とはいえ、90年代に社会主義国家が次々と崩壊していった後、キューバを救ったのはツーリズムだということでした。
こういう説明をしてくれたミゲールは41歳。
11歳の娘と釣りに行くのが楽しみなのだそうです。
本人はスペイン系とキューバの地元民族の混血だと言っていました。
この国には本当に雑多な人種が見られますが、差別なく完全に混ざり合って暮らしているように見えます。
スペインのアルハンブラを思い出させるパラシオ デ バジェ宮殿のそばの軽食屋でミゲールといろいろ話しました。
日本に友人がいるそうで、少しばかり日本語もできます。
言語に興味があると言っていました。
おかしかったのは、隣国であるジャマイカのレゲエは彼にとって全く意味をなさず、嫌いだと言っていたことです。
確かに、ラテンの乗りとは違うものなあ。
道中にあったマンゴ畑のところで、かつてあったアボカドの木は全部切られたと言っていました。

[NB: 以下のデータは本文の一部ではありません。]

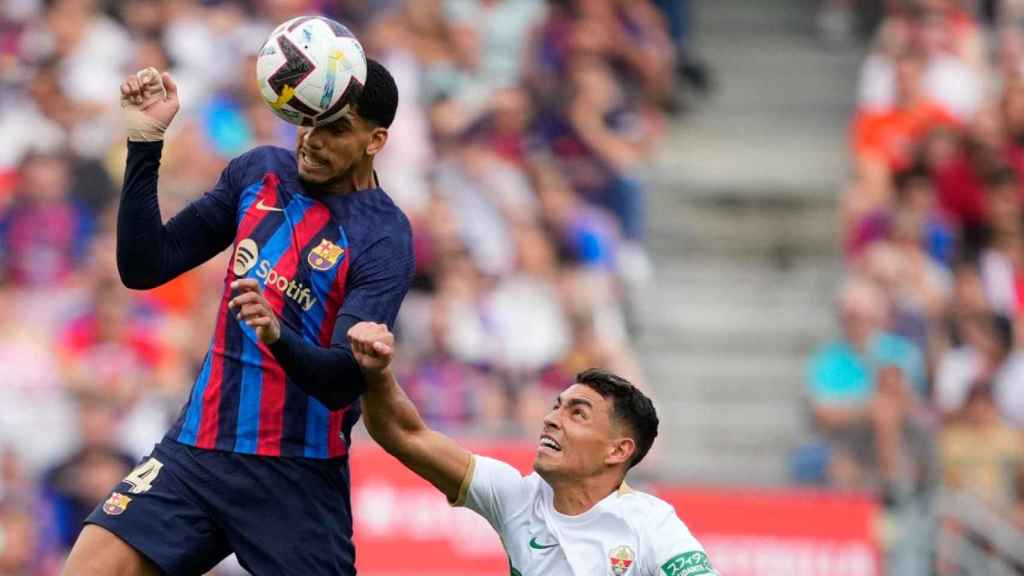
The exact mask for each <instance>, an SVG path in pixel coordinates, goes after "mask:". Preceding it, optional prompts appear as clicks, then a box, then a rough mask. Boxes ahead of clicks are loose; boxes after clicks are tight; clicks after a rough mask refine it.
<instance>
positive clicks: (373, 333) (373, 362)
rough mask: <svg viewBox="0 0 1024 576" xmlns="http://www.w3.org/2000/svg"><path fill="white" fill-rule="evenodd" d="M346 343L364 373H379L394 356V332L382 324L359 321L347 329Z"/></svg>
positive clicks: (372, 322) (386, 369)
mask: <svg viewBox="0 0 1024 576" xmlns="http://www.w3.org/2000/svg"><path fill="white" fill-rule="evenodd" d="M348 343H349V344H351V346H352V354H353V355H354V356H355V362H357V363H358V364H359V368H361V369H362V372H364V373H365V374H381V373H383V372H384V371H386V370H387V369H388V367H389V366H390V365H391V359H392V358H393V357H394V334H392V333H391V331H390V330H388V329H387V326H385V325H384V324H375V323H373V322H360V323H358V324H356V325H355V326H352V327H351V328H349V329H348Z"/></svg>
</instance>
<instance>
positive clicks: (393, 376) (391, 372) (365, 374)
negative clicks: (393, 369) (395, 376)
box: [359, 365, 394, 386]
mask: <svg viewBox="0 0 1024 576" xmlns="http://www.w3.org/2000/svg"><path fill="white" fill-rule="evenodd" d="M359 369H360V370H361V371H362V377H364V378H365V379H366V380H367V384H368V385H371V386H376V385H379V384H384V383H387V382H389V381H390V380H392V379H393V378H394V374H393V373H392V372H391V366H390V365H388V366H385V367H383V368H367V367H366V366H359Z"/></svg>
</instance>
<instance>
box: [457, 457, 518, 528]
mask: <svg viewBox="0 0 1024 576" xmlns="http://www.w3.org/2000/svg"><path fill="white" fill-rule="evenodd" d="M526 493H527V489H526V479H525V478H523V477H522V475H520V474H519V470H517V469H515V468H514V467H512V466H511V465H509V464H507V463H505V462H502V461H501V460H496V459H494V458H487V457H486V456H479V455H476V454H474V455H473V460H472V464H471V465H470V469H469V471H467V472H466V481H465V482H464V484H463V489H462V490H460V491H459V499H458V500H456V502H454V505H456V506H465V507H467V508H469V509H471V510H473V511H474V512H476V513H478V515H480V516H482V517H483V518H484V519H485V520H486V521H487V523H489V524H490V526H493V527H494V528H495V530H497V531H498V532H499V533H503V529H504V526H505V522H506V520H508V518H509V517H511V516H512V515H513V513H515V512H516V511H518V510H519V509H521V508H522V506H523V505H525V500H526Z"/></svg>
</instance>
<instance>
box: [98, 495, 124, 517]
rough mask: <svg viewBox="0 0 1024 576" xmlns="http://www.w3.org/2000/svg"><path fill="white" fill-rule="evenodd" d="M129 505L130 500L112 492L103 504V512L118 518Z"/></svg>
mask: <svg viewBox="0 0 1024 576" xmlns="http://www.w3.org/2000/svg"><path fill="white" fill-rule="evenodd" d="M130 503H131V498H129V497H128V496H125V495H124V494H121V493H119V492H114V493H112V494H111V497H110V498H108V499H106V501H105V502H103V511H104V512H106V513H108V515H110V516H120V515H121V512H123V511H125V509H126V508H127V507H128V504H130Z"/></svg>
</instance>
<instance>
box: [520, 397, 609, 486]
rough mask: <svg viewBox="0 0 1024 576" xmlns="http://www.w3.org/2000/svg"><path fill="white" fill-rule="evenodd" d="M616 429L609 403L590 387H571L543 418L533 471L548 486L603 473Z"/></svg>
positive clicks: (556, 402) (607, 463)
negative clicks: (549, 484) (614, 425)
mask: <svg viewBox="0 0 1024 576" xmlns="http://www.w3.org/2000/svg"><path fill="white" fill-rule="evenodd" d="M615 428H616V426H614V425H613V424H612V421H611V404H610V401H609V400H605V399H604V398H602V397H601V395H599V394H598V393H597V392H596V390H595V389H594V388H592V387H590V386H587V385H584V384H572V385H571V386H569V387H568V388H566V389H565V390H563V392H562V394H560V395H558V399H557V400H556V401H555V405H554V407H552V409H551V411H550V412H548V414H547V416H545V417H544V431H543V433H542V434H541V439H540V442H539V444H538V448H537V458H536V459H535V460H534V469H536V470H537V471H538V474H540V475H541V478H543V479H545V480H546V481H548V483H549V484H551V483H552V482H553V481H557V480H560V479H581V478H589V477H593V476H598V475H601V474H605V472H606V471H607V470H608V463H609V460H608V455H609V450H611V448H612V446H613V445H614V444H616V439H615V438H614V437H615V436H616V435H615V434H614V431H615Z"/></svg>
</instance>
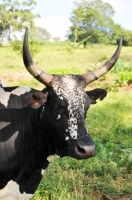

その理由は不明ですが、ミゲールは、この国では「平等」の名の下に理不尽なことが頻繁に起こるとこぼしていました。
平等というのを誰がどの立場から判断するのでしょうか。
「社会主義、もしくは死」なんて標語がバス停のようなところに掲げられていたのを見ましたが、残念ながら、こういう人為的な社会には無理があるようだと思いました。
人間の欲求に反することを押し付けるその人もただの人なのですから。
ミゲールはやや親しくなったためか、帰りには予定になかったグアヒミコというダイビングの拠点にも寄ってくれました。